In a column at the weekend, Tony Abbott’s former chief of staff, Peta Credlin, now a News Corp columnist and Sky News presenter, called the refugees “likely Hamas supporters” and accused Burke of being focused on winning votes in “Labor seats with large Muslim populations by posing as the humanitarian saviour of Gaza”.
Referencing this masthead’s reporting that Abbott’s government granted permanent visas to 12,500 Syrians fleeing the war-torn country in 2015, she said a key difference was that the Coalition took in persecuted, mostly Christian, minorities.
“Not people who would likely bring to Australia the religious and ethnic hatreds of their homeland,” the conservative commentator wrote.
A June poll by the Palestinian Centre for Policy and Survey Research, reported by Reuters, showed support for Hamas within Palestine was rising and had reached 40 per cent, double that of the more moderate political party Fatah.
Hamas militants attacked Israeli towns on October 7, killing 1200 people and abducting 250. In its campaign since, Israel has killed more than 39,363 Palestinians and wounded almost 91,000, according to the Hamas-run Gaza health ministry.
The Albanese government has struggled to show it is on top of the difficult immigration portfolio since the NZYQ High Court case, and in December rushed through controversial laws mandating curfews and ankle bracelets for 153 released detainees.
A 36-year-old stateless refugee under the pseudonym YBFZ is challenging the constitutionality of the laws.
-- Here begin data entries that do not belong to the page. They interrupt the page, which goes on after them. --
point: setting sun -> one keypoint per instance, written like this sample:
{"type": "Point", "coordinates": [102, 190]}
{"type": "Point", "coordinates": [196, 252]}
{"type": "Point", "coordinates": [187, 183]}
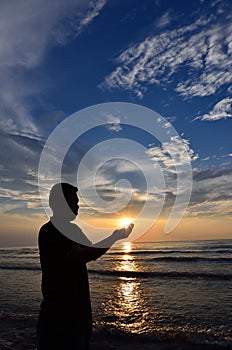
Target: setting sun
{"type": "Point", "coordinates": [125, 221]}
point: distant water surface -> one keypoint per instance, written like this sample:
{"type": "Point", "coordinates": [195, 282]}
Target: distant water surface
{"type": "Point", "coordinates": [144, 288]}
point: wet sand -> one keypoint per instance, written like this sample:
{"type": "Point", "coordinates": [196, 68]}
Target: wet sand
{"type": "Point", "coordinates": [20, 335]}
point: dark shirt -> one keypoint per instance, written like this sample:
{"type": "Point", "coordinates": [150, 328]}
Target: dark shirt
{"type": "Point", "coordinates": [65, 287]}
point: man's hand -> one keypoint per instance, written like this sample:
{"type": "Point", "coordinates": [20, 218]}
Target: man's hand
{"type": "Point", "coordinates": [122, 233]}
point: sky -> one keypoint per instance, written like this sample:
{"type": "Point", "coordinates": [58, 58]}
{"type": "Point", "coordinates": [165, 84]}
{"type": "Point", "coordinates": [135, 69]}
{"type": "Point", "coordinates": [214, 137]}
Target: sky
{"type": "Point", "coordinates": [171, 57]}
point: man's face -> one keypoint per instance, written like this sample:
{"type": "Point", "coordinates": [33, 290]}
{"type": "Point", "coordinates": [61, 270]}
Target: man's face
{"type": "Point", "coordinates": [72, 201]}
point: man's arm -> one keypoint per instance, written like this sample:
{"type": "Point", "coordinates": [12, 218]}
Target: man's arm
{"type": "Point", "coordinates": [85, 254]}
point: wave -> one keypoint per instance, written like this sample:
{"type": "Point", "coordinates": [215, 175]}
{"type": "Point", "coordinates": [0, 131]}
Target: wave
{"type": "Point", "coordinates": [139, 274]}
{"type": "Point", "coordinates": [149, 252]}
{"type": "Point", "coordinates": [190, 259]}
{"type": "Point", "coordinates": [169, 274]}
{"type": "Point", "coordinates": [22, 267]}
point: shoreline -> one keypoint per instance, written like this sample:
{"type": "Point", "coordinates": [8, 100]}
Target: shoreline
{"type": "Point", "coordinates": [21, 335]}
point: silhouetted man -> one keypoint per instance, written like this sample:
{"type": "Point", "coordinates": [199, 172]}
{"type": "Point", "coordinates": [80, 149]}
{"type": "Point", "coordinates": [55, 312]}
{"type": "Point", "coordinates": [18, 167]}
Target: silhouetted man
{"type": "Point", "coordinates": [65, 319]}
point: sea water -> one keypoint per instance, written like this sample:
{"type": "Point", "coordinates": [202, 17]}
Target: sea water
{"type": "Point", "coordinates": [158, 289]}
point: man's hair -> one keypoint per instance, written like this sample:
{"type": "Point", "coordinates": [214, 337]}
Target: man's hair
{"type": "Point", "coordinates": [59, 194]}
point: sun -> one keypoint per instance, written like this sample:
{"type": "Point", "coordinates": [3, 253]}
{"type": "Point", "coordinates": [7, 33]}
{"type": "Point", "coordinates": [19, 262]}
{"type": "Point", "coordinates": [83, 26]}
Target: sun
{"type": "Point", "coordinates": [125, 221]}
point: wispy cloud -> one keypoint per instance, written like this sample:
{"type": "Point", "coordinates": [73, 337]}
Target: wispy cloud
{"type": "Point", "coordinates": [221, 110]}
{"type": "Point", "coordinates": [27, 30]}
{"type": "Point", "coordinates": [201, 51]}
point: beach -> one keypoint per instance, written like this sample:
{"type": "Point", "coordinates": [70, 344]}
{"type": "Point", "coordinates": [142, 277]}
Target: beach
{"type": "Point", "coordinates": [162, 295]}
{"type": "Point", "coordinates": [21, 335]}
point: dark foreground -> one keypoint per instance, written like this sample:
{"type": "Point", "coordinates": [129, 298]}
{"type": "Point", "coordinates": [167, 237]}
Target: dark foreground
{"type": "Point", "coordinates": [20, 335]}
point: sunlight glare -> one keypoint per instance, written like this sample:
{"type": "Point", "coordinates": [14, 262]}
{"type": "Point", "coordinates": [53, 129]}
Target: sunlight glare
{"type": "Point", "coordinates": [124, 222]}
{"type": "Point", "coordinates": [126, 247]}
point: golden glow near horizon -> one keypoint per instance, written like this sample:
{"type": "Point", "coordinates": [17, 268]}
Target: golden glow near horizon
{"type": "Point", "coordinates": [126, 247]}
{"type": "Point", "coordinates": [125, 221]}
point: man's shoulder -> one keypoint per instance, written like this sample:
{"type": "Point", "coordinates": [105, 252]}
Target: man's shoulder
{"type": "Point", "coordinates": [47, 226]}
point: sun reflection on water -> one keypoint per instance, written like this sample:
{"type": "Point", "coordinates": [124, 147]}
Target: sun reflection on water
{"type": "Point", "coordinates": [129, 308]}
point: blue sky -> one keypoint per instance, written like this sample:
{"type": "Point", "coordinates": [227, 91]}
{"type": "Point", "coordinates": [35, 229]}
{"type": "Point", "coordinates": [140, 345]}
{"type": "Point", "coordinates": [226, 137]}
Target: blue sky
{"type": "Point", "coordinates": [59, 57]}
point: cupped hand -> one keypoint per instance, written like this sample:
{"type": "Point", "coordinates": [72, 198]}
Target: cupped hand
{"type": "Point", "coordinates": [123, 232]}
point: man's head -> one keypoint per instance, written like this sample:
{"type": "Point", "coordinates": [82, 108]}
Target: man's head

His lawyers argue the rules represent “a restriction on liberty” and were therefore punitive – which means they are designed to inflict punishment and are unconstitutional as only the courts, not the government, can punish.
Lawyers also argued the enforcement of ankle monitoring “involves interferences with the fundamental rights of bodily integrity and privacy” and said in written submissions: “There is no rational connection between the monitoring power and the purpose of protecting the community.”
However, the government argued the legislation was not a form of punishment but instead an alternative response to managing non-citizens who could not be deported.
The panel of six High Court judges reserved their decision.